Published Tuesday, 24 September 2013
The man, who wished to remain anonymous, said he saw children as young as 11 leaving homes at all hours - but wasn't allowed to stop them or put a hand on them.
He explained that staff are not allowed to restrain them unless they are a danger to themselves or others and cannot lock them in as that would be viewed as confinement.
Speaking to UTV's Sharon O'Neill, the care worker said: "They go out with nothing.
"You would not see them the next day or days later, then they return with money, new mobile phones, plenty of cigarettes.
"Some come back with new clothes on, watches, necklaces, all sorts of jewellery.

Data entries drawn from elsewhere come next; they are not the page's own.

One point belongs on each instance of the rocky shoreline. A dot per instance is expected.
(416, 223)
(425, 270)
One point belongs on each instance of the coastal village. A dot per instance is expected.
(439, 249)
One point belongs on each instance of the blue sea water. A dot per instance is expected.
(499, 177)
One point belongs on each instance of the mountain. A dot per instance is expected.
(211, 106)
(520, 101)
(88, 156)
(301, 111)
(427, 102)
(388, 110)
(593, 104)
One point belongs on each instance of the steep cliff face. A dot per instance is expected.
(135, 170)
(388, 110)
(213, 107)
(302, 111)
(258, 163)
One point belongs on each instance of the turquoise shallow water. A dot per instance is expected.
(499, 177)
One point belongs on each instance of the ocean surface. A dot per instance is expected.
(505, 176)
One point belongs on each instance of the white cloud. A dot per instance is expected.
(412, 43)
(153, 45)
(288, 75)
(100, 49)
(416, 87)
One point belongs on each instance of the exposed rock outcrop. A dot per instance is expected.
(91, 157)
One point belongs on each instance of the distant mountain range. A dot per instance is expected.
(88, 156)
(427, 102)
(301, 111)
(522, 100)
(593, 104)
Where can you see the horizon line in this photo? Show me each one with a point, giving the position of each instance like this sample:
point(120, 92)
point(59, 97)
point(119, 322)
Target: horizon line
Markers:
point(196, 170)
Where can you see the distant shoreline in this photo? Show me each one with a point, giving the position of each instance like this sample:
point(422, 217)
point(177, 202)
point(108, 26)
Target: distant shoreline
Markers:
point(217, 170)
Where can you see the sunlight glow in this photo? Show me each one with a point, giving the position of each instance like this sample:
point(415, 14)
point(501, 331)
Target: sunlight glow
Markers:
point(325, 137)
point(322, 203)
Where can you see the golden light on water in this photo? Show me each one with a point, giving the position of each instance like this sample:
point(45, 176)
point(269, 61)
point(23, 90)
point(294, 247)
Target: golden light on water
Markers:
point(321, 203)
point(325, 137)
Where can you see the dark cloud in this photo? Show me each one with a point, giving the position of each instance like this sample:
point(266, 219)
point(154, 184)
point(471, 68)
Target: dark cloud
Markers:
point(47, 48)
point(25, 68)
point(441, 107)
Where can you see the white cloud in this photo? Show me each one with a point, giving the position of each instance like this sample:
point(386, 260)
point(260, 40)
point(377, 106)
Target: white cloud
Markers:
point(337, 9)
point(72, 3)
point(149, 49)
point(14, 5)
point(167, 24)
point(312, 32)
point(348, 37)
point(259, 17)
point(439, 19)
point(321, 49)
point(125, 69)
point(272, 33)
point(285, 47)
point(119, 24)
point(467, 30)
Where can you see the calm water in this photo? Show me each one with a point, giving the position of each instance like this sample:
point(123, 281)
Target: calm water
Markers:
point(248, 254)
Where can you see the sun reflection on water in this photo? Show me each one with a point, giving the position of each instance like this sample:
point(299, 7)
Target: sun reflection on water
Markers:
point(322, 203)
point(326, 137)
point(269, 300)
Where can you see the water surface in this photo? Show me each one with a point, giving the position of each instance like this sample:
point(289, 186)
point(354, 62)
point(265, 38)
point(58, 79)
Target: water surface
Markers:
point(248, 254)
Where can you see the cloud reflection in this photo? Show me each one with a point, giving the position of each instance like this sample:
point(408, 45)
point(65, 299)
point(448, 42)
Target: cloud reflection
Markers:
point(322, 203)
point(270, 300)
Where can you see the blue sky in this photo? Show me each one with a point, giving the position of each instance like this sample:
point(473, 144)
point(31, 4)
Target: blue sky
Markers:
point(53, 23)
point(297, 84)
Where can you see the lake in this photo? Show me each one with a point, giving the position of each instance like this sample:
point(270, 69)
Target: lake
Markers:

The difficulty is some of these girls class these men as boyfriends."
The story of child exploitation in Northern Ireland first emerged eleven days ago and since then the care system and police have faced many questions.
Twenty-two young people between 13 and 18 in care here were abused.
Police have confirmed that 18 children identified as potential victims went missing from care more than 400 times in a year and a half.
Officers believe most of the men involved are in their early 20s, although they range from teenagers to 60 year olds. More than 30 arrests have been made so far.
A senior investigating officer and a major investigation team from Crime Operations have now been appointed to lead the inquiry.
Health Minister Edwin Poots is currently considering a review into the revelations - and has encouraged any health workers with information to come forward.
Sharon said: "This care worker spoke about the lengths they went to to bring the children back, searching through the town for them. But they have to be aware of their own safety in all of this. He says the staff do all they can, manage the situation as best they can.
"But at the end of the day they are powerless. The care worker I spoke told says he has told police everything he knows. And they will investigate."